Crash! In a second he saw a thousand stars shooting, and like a flash he thought he realized that some one had struck him a blow on the head.

"Help! help! help!" he shouted. "Murder! help! help!"

He put up a hand to ward off a second blow, and found that it was dripping wet. Blood, perhaps! Something was trickling down his face. Maybe that was blood too! He was dripping all over. He tried to run, but he could not, for something held his feet. He was standing in water above his knees!

Then he realized his terrible situation. Somebody had uncovered the trap in the casemate and left it open, and he had fallen into the tank. He was down in that horrible, black, slimy pit. Perhaps he had struck his head in falling, but the water had broken the fall.

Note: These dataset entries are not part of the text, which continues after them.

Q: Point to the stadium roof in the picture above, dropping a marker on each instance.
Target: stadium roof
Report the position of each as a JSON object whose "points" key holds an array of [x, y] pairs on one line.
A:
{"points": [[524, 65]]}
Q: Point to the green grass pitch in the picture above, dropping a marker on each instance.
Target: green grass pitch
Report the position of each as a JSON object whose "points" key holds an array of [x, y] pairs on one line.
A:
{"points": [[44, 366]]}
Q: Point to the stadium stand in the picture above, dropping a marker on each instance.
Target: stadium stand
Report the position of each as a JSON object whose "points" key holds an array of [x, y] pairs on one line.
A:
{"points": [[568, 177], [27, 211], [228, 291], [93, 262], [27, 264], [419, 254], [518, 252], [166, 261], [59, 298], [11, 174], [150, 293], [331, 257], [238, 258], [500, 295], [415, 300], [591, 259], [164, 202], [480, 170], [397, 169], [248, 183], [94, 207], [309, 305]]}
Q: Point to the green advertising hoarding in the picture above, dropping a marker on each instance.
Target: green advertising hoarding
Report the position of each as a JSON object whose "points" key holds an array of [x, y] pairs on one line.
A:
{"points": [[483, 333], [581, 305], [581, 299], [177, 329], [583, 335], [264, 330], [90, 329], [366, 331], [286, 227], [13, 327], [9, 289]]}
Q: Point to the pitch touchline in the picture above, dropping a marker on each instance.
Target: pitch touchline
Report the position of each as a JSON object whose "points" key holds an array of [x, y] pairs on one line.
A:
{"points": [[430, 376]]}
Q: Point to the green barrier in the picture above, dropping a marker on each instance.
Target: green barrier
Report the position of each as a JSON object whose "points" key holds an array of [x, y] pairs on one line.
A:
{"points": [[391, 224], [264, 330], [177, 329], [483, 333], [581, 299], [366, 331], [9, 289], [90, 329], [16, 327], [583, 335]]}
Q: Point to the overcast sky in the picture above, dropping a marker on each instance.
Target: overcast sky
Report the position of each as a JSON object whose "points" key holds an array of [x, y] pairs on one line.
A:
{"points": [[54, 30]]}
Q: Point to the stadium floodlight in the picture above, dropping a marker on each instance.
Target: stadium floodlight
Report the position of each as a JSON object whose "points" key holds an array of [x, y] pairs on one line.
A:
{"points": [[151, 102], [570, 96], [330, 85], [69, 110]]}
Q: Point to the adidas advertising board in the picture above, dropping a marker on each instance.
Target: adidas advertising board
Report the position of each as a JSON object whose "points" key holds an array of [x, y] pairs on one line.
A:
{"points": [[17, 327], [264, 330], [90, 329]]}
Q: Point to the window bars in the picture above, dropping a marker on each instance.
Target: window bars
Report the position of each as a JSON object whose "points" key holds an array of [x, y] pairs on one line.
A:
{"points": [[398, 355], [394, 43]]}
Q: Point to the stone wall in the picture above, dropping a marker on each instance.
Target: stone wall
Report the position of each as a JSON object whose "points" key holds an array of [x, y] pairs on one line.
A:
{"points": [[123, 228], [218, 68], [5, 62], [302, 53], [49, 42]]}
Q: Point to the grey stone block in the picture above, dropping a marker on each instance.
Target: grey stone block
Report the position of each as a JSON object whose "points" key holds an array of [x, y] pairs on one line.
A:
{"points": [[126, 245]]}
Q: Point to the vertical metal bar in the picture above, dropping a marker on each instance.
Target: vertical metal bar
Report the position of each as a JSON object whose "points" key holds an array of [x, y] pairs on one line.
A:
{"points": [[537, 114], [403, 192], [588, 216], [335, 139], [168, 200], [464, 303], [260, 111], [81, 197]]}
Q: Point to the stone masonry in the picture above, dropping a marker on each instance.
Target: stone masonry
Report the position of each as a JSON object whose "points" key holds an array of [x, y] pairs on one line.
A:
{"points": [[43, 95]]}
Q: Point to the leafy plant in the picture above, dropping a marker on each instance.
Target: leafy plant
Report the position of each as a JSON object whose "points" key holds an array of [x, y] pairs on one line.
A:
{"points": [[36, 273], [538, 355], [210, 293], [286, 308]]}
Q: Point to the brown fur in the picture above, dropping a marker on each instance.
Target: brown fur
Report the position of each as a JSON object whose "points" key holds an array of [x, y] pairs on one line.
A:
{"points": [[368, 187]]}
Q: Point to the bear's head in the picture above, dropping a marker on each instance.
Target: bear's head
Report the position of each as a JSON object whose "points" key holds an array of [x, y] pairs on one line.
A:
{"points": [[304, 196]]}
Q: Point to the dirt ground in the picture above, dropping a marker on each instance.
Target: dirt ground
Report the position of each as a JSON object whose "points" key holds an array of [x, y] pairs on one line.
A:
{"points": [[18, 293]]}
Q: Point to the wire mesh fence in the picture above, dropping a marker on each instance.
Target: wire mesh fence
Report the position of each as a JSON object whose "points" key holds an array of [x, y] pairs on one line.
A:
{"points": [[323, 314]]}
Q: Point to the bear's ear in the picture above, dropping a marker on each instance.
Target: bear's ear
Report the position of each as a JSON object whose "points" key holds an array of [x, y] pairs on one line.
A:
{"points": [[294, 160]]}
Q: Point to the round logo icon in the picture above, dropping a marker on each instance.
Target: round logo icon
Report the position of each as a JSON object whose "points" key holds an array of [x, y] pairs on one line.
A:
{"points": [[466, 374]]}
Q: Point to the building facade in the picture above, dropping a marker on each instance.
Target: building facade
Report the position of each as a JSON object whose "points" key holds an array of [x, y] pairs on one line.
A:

"Help! help!" he cried, when this dawned upon him. But he soon stopped that. All the men, he knew, were on the opposite side of the fort, and probably all in bed. There was not the faintest hope of making any one hear if he shouted all night. To climb out was impossible, for the hole was six feet above his head, in the middle of the ceiling. He was doomed to spend the night in that dreadful place, and in the morning he might hope to attract attention.

How long he stood there, shivering with the damp chill and with terror, he does not know. It was long enough, at any rate, to make him fear that he might lose his senses before morning, and fall and be drowned in the slimy black water. Perhaps older fellows than Frank would have shivered with fear in that awful black vault.